Senate Republicans have kindly told President “Boarder” Wall to go fuck himself over his claims that they should change Senate rules to bully funding for his dumb as Lego Wall along the Mexican border.
“I’ve long said that eliminating the legislative filibuster would be a mistake,” said outgoing Senate Finance Committee Chairman Orrin Hatch (R-Utah) in a string of tweets, the Hill reports.
“It’s what’s prevented our country for decades from sliding toward liberalism. It’s inconvenient sometimes, but requiring compromise is in the interest of both parties in the long term,” Hatch said.
After watching Fox and Friends, Trump moonwalked early comments to avoid a government shutdown and then was all “Sike, shut it down because I was just playing earlier when I said I cared about America ... Also, fuck Christmas.”
Now the president is playing Chuck Norris on Twitter, publicly urging Senate Majority Leader Mitch McConnell to go nuclear and jam the $5 billion for his wall down the country’s throat adding that “our Country is counting on you!”

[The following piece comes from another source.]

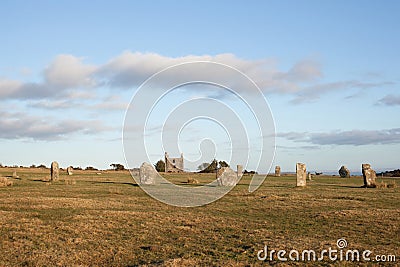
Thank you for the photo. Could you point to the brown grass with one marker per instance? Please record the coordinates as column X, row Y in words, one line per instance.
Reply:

And by “our country,” the president means Alabama.
Below is live footage of the president learning that GOP doesn’t want to go nuclear and actually wants to respect the process.
Even retiring and aptly-named Arizona senator Jeff Flake claimed that he wouldn’t vote to go to the 60-vote nuclear option to get Trump’s border wall money.
“The Senate filibuster is about the only mechanism left in Washington that brings the parties together. Deploying the nuclear option would blow that up. I will not vote to do it,” Flake said, the Hill reports.
Sen. Bob Corker (R-Tenn.) and Sen. Lamar Alexander (R-Tenn.), who is an old white man despite being named Lamar, both agreed that they weren’t willing to go nuclear.
“We have rules to follow. I want to put a stop to this practice of the Senate breaking its rules to change its rules, Alexander said, according to the Hill. “I will not vote to turn the Senate into a rule-breaking institution and I hope that my colleagues will not.”
Despite being called out on Twitter, McConnell has also noted earlier this year that he’s not willing to nix the legislative filibuster.
“With the regard to the filibuster rule, as I’ve told him repeatedly, the votes aren’t there to change it. They just aren’t there,” McConnell said at an event earlier this year, adding, “I simply disagree with the president about the harm that [the filibuster] does.”
David Popp, a spokesman for McConnell told the Hill that this remains the leader’s position.
“The Leader has said for years that the votes are not there in the Conference to use the nuclear option. Just this morning, several Senators put out statements confirming their opposition, and confirming that there is not a majority in the conference to go down that road,” Popp said in a statement.
Despite parts of Congress scrambling to appease the president, it looks like all arrows are pointing towards a shutdown that the president, himself, has noted could last a long time.